Oireachtas Joint and Select Committees

Wednesday, 13 June 2018

Joint Oireachtas Committee on Health

General Scheme of the Patient Safety (Licensing) Bill: Discussion

9:00 am

Photo of Louise O'ReillyLouise O'Reilly (Dublin Fingal, Sinn Fein) | Oireachtas source

I apologise for not being present earlier but I had to do a radio interview. There is no point in me saying I was doing something else because it was public. I have some questions which may have been asked. If they have, I will check the Official Report so the witnesses should not feel they need to answer them again. I will go through them in the order in which each issue appears in the heads of the Bill.

My first question is on head 4, which excludes alternative and complementary therapies. Will they be regulated elsewhere? Is it the Department's view they do not need to be regulated? I need to understand where that is coming from.

Head 5 states: "HIQA will continue to set non-mandatory standards for hospitals and designated activities and will monitor compliance with those standards." I am not trying to be smart but, presumably, if they are non-mandatory hospitals, they could just say they are not doing it and HIQA would have nothing to monitor. Was consideration given to making these standards mandatory given we have had difficulties and disagreements over what should and should not be mandatory?

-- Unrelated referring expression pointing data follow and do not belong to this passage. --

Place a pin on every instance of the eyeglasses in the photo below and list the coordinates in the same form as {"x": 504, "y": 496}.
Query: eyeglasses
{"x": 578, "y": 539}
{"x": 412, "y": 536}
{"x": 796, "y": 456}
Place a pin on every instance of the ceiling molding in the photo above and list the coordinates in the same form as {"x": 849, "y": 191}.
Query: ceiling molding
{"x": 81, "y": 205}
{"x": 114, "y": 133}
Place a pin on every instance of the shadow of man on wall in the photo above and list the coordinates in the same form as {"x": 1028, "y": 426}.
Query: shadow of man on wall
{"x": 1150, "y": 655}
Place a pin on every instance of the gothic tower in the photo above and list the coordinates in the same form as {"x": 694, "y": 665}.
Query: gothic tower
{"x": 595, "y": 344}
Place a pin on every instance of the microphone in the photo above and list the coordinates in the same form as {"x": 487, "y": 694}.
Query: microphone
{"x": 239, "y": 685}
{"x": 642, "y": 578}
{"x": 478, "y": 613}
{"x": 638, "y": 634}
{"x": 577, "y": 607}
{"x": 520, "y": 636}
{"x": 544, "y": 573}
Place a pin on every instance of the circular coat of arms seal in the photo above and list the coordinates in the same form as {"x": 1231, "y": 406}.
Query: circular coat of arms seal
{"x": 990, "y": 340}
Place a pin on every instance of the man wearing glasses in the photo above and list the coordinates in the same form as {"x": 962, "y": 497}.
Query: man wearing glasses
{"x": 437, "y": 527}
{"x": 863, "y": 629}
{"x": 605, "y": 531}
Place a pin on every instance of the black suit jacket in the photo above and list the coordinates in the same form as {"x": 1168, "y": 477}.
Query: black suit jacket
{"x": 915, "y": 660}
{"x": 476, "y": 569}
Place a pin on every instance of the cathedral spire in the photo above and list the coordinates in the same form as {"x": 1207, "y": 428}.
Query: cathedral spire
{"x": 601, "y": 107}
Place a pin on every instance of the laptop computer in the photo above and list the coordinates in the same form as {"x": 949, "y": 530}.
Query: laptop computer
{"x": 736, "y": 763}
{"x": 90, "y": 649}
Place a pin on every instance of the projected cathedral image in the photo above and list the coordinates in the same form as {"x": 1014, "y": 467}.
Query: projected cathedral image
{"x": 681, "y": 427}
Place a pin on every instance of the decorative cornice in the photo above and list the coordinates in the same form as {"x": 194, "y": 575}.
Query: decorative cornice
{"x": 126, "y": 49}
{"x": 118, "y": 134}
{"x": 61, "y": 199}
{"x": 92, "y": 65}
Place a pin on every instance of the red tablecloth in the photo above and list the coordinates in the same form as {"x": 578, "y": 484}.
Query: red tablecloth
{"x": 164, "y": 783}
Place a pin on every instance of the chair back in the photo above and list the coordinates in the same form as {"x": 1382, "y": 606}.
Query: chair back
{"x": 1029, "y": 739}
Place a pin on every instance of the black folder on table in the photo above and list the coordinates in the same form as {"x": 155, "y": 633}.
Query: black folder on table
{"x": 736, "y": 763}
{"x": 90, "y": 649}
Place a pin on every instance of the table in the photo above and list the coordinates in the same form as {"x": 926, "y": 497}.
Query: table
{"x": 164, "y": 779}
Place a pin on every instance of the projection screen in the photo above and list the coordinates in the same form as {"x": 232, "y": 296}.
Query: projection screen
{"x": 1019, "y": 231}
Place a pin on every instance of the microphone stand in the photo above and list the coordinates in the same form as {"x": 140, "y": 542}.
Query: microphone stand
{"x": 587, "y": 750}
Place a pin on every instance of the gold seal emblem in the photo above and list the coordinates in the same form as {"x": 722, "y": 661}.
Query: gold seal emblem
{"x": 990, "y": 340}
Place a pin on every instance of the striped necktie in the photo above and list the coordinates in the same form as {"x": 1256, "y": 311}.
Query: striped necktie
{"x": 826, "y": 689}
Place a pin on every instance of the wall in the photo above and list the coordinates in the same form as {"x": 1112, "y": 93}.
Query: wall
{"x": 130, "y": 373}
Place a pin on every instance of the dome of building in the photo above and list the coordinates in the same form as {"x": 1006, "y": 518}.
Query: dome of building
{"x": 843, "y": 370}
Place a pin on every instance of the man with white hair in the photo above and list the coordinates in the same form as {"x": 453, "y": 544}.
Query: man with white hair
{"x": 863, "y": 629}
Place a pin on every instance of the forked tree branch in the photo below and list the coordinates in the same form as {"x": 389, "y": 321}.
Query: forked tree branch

People came down on the side of mandatory standards because that would be better.

Head 9 deals with statistical information to gauge compliance. They may or may not provide it. We are all discussing the availability or otherwise of information for a particular cohort of patients. A lot of the work the witnesses do will be based on the information provided to them by providers. If that information is not forthcoming, would it be safer to use the word "should" rather than "may" to make this compulsory?

I have a concern about section 39F because the hospital groups comprise groups of hospitals and, therefore, there may be issues with individual hospitals and not with the group. This is a question for the future. When the hospital trusts and the groups are fully established, is it the witnesses' view that additional legislation will be required to take account of individual hospitals or will it be applied to the hospital group? That will be difficult.

Section 39Q refers to an appeal being brought to the District Court and section 39R refers to a belief there is a risk to the life or serious risk to the health and welfare of the patient. It also caters for the service continuing to be delivered. I was a member of the Joint Committee on the Eighth Amendment of the Constitution. I do not propose to go into that. One of the issues we discussed at length was the difficulty of grading risk. Doctors, consultants and medical staff appeared before us and said they did not feel comfortable grading risk. That means risk would have to be graded. We would have examine whether there is a serious risk to allow it to continue. Perhaps a definition is needed under the section.

In the same vein, section 39AK provides a hospital that has not applied for a licence can be allowed to operate until the outcome of the licence application is known. That does not sit well with me. If something is up and running and established, it becomes harder to revoke the licence. It is also dependent on many other factors. It is worrying that there could be a scenario where a facility is operating without a licence, notwithstanding the fact that some of the measures are not mandatory and so on.

Under head 20, the proposed section 101A(2)(j), states there should be an appropriate system in place for the management of patient safety incidents. Does this mean legislated for and mandatory open disclosure or something else? I will introduce a Bill next Thursday that will provide for mandatory disclosure. Is that what this means? What is the appropriate system for the management of patient safety incidents? I do not want to open a debate about mandatory versus non-mandatory because we have had that previously. We will get the view of the Oireachtas on that in time.

I apologise if those questions have been answered or addressed. The witnesses should feel free to skip over them and I can check the Official Report.